Jesus understood very well, however, that no matter how convincingly He spoke and that no matter how many miracles He performed, there would be those who would refuse to believe. There would be those who would close their hearts to His message of love. And there would be those who just would not listen. He encountered opposition to the good news at every turn right up until the moment He was condemned to die.

And so we can understand the meaning of Jesus’ parable in today’s gospel, the Parable of the Seed and the Sower. Though the seed is spread over a wide patch of land, only some of it takes root and grows. There is nothing wrong with the seed. But there is something wrong with much of the soil. Unless the seed falls on soil that can nurture it, it cannot grow.

The meaning is clear. Some people will accept God’s word and it will transform their lives. Others will totally reject it and get nothing from it. There is nothing wrong with the messenger. There is nothing wrong with the message. But there is often something wrong with our hearts. We are often too closed-minded, too preoccupied with other concerns or too afraid to welcome God’s word and its power to transform us.

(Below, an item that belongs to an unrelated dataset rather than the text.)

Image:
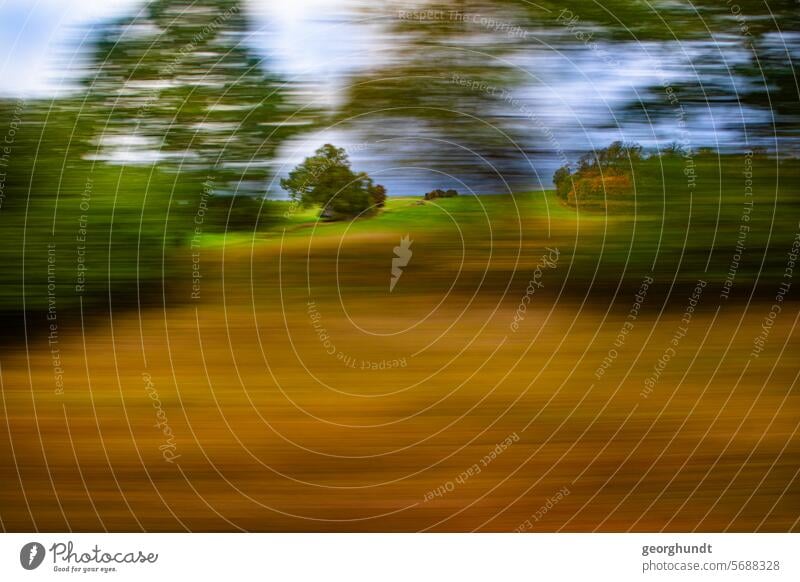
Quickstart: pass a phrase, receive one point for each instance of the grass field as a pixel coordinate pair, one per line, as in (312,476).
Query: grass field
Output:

All of us have had this experience. We are sitting in church during Mass but are so concerned with our work, with bills we have to pay, with homework assignments that are due or with other matters that we do not even hear what is going on around us. If someone were to ask us after Mass what the gospel or the homily was about, we would have no idea. We were not paying attention because we were so wrapped up in our problems. And yet, next week we will come to Mass with a whole different set of problems and will barely remember what we were worried about today.

That is why Jesus tells His disciples that anxiety over our lives can so often choke off the power of God’s word within us. While it is natural to be distracted over our problems, it does not have to keep us from listening to and profiting from the proclamation of the good news.

The first thing we need to do is become aware that we are distracted. We have to be able to catch ourselves starting to drift off. Then we have to make a conscious effort to pay attention to what is going on at Mass. Getting mastery over our distractions in prayer is no different from telling our children to stop talking during Mass. As we would do with our children, we remind ourselves that now is not the time to be thinking about our day-to-day problems. The more we remind ourselves, the better we will be at turning our minds and hearts over to God and letting His word sink into our soul and find rich ground within us.

The other thing we need to do is remind ourselves that God cares about us and knows the problems we face in our lives. Then we can place all that anxiety we are feeling in God’s hands and ask Him to help us deal with the difficult circumstances we are facing. As Saint Peter tells us, “Cast your cares on Him because He cares for you.” As we grow in trust, the anxiety will diminish and we will find ourselves better able to focus and pay attention.

We are here today because God has spoken His word in our hearts and it has found rich soil within our soul. We have seen and believed. We have heard and understood. At the same time, there is still so much soil within us that is overgrown with fear, anxiety and doubt. However, the more we choose faith over fear, trust over anxiety and belief over doubt, the more God’s Holy Spirit will be able to make our souls a fitting place for His word to take root and bear much fruit.